Writing a book can seem like an endless process and, indeed, my first book took me 13 years to complete. While most of my clients have devoted considerably less time than that to writing their books, it is still a major project for everybody I meet. And, even when we are mostly through the editing process, we still have to consider those important ancillary issues that come in the form of a Dedication Page, an Acknowledgements Page, a Foreword, a Preface, and an Introduction.

Part One of this series looked at the Dedication Page and the Acknowledgements Page and today we’re going to examine your Foreword, your Preface, and your Introduction.


A foreword introduces the reader to the author and the book, and it’s usually written by someone who is neither the author nor an editor of the book. Many books don’t have a foreword, but it’s a useful way to create what amounts to an endorsement for the book. A lot of people will ask an authority in their field to write an endorsement for their book and this involves some strong coordination skills. It’s best to ask someone who already knows you and your work but if this is not possible, tread lightly and respectfully when you make your request.

Very notable people are typically very busy people and asking them to read your book and comment on it is a big ask. That’s a time-consuming project and they are doing you a huge favour by acquiescing. Some high-profile people will ask for a fee for doing this, so if you are hit with that request, know that it is standard practice where the individual is especially notable.

A foreword is not a requirement, and they are much less typical in a work of fiction than a non-fiction book. If you do write your own foreword, you might want to explain how the book came to be, or the connection between you and your topic. The foreword goes at the very front of the book, and it’s usually just a couple of pages long.


A preface is an introductory passage written about a book by its author and while your Foreword might explain how the book came to be, a preface is usually focused on why the book exists, why you are uniquely qualified to write about it (and/or why the topic intrigues you), and what you hope your reader will get out of reading it. A preface is typically written by the author and it is separate from the body of the book. There is usually no page number on your dedication, but there are generally Roman numerals on the pages devoted to your preface and your foreword.

A preface is an opportunity to introduce yourself, the book, and any experiences that might have informed it. Prefaces represent your chance to tell the book’s story of how it went from an idea to a reality. Ideally you want your preface to be one or two pages at most.


An introduction is part of the main body of the book and gives information your readers might need in order to understand your content. An introduction typically ranges from about three to seven pages long, although I’ve seen very credible introductions go on for much longer than that. Your introduction is considered part of the main body of your book, and this is usually denoted with Arabic numbers, rather than the Roman numerals that are found on the preceding pages.

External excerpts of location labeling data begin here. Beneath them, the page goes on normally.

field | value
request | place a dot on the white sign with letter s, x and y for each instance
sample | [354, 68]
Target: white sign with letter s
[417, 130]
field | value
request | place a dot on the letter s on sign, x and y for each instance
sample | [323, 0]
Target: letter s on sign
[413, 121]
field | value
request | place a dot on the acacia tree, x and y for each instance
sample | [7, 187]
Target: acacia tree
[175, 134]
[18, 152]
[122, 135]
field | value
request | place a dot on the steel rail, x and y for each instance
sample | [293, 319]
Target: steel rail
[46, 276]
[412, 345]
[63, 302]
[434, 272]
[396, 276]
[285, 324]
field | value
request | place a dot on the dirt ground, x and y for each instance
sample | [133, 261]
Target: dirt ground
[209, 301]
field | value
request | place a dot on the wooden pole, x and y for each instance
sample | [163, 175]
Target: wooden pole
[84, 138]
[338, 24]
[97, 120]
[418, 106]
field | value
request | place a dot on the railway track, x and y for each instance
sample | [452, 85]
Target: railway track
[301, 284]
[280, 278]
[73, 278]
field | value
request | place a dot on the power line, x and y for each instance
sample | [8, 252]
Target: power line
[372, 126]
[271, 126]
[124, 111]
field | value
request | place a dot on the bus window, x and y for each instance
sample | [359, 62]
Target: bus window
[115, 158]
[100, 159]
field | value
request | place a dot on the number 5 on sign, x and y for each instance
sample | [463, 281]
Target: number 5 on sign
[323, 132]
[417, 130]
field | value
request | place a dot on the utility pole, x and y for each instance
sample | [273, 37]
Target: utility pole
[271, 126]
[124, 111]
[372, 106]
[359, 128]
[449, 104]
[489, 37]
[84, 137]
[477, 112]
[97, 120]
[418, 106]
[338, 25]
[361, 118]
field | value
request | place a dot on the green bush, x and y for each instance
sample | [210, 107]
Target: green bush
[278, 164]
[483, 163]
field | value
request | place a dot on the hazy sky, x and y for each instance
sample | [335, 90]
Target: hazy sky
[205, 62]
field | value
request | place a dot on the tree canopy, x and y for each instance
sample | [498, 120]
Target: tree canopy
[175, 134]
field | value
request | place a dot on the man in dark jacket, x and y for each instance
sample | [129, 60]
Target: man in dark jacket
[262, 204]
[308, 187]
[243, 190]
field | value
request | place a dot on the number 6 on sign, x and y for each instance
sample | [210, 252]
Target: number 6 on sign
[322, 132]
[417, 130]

You will want to include in your introduction:

  • A description of what information your book covers
  • What you are going to be saying about your content
  • Definitions of any special terms you’re using in the book
  • A description of how the book is laid out
  • What your main sources of information were
  • Anything else you feel your readers might need in order to derive maximum benefit from your book

There is so much to keep in mind when you’re writing a book that it can be tough to think ahead to the day when the editing is almost finished, and you need to put the last pieces in place prior to publication. I always advise people to complete their Dedication, Acknowledgements, Foreword, Preface, and Introduction after they’ve finished writing the book, however, because a lot can change during the editing process. You want to make sure these pieces of content are relevant to the material you’ve actually written.